I am scared. I have a second consultation with his pediatric doctor next week to discuss testing and other options for what may or may not be autism or some other disorder or developmental delay. He is a very very smart little boy who I think is just being lazy. He is 5 years old and refuses to use a toilet- the end results has been arguments, tantrums, tears, and plenty of treated diaper rash. It is keeping him from being registered to start school (kindergarten) in the fall and I don't know how to handle it on top of everything else that has been going on with my overly complicated pregnancy which I never expected. When I spoke to his class teacher Mrs. M- she agreed to set-up a parent-teacher conference, but before we had the opportunity to meet she was transferred to another location. In our conversations before she was transferred she said that she too had been noticing many little things that led her to believe that the possibility of Autism was not that far fetched. She has worked with many children that were differently abled. Things have to be a certain way- he has to have a routine, he lines his cars up in rows upon rows in a certain order and if you move one he notices, he is very intelligent with mathematics (he came to me not that long ago and began spewing math that they haven't even touched yet because it's not covered until 1st or 2nd grade- multiplications being one of them), and there is so much more.
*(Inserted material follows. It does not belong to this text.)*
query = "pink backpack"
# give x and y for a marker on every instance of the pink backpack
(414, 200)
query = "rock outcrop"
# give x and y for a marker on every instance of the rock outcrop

My other little boy has speech issues which a separate consultation is being scheduled for him to discuss his developmental delay on that. He knows what he wants to say- he just cannot say it. He turn 4 in August and is still almost completely incomprehensible when speaking. You cannot tell the difference between many of his words and it's been frustrating for both parties. He gets so upset because I cannot understand 80% of what he is saying and I keep repeating to him different phrases in hope of deciphering what it is that he wants or needs. He also has a heart murmur and I want to know if one has anything to do with the other. I have a friend who's brother was off again on again sick throughout our years of growing up together because of his heart murmur and it just makes me wonder how minor a murmur really is. They tell me not to worry about it. The first time was in the hospital right after he was born when they told me and said that he would outgrow his murmur by the time he was 2. 2-3 weeks after he was born we spent a week in the hospital because he spiked a fever and could find no cause, but couldn't release him until his fever broke and he was back to normal. I can't help, but still feel that the two were somehow connected and could very well be linked to his issues today. He has hit every milestone with the exception of his clearly speaking and potty training- as the focus of potty training has been more on his big brother then him, but he does get ample encouragement and praise for trying to use the potty.
When things hit the fan- they really hit the fan and I know God won't give me more then I can handle, but it doesn't change the fact that I can feel the pressure of it all and feel like my world is crumbling and the walls are closing in. I love my children very much and will continue to do everything in my power to make sure they know that and to make sure they are cared for even through the rough times- it will make those sweet times and moments even sweeter and in the end I'm sure things will work out, but in the present it's albeit much to swallow. So I'm taking it one day at a time with a big ol' grain of salt being rubbed into my open wounds all the while smiling and not letting my children see me cry from sheer frustration, stress, and pain of feeling so helpless and alone.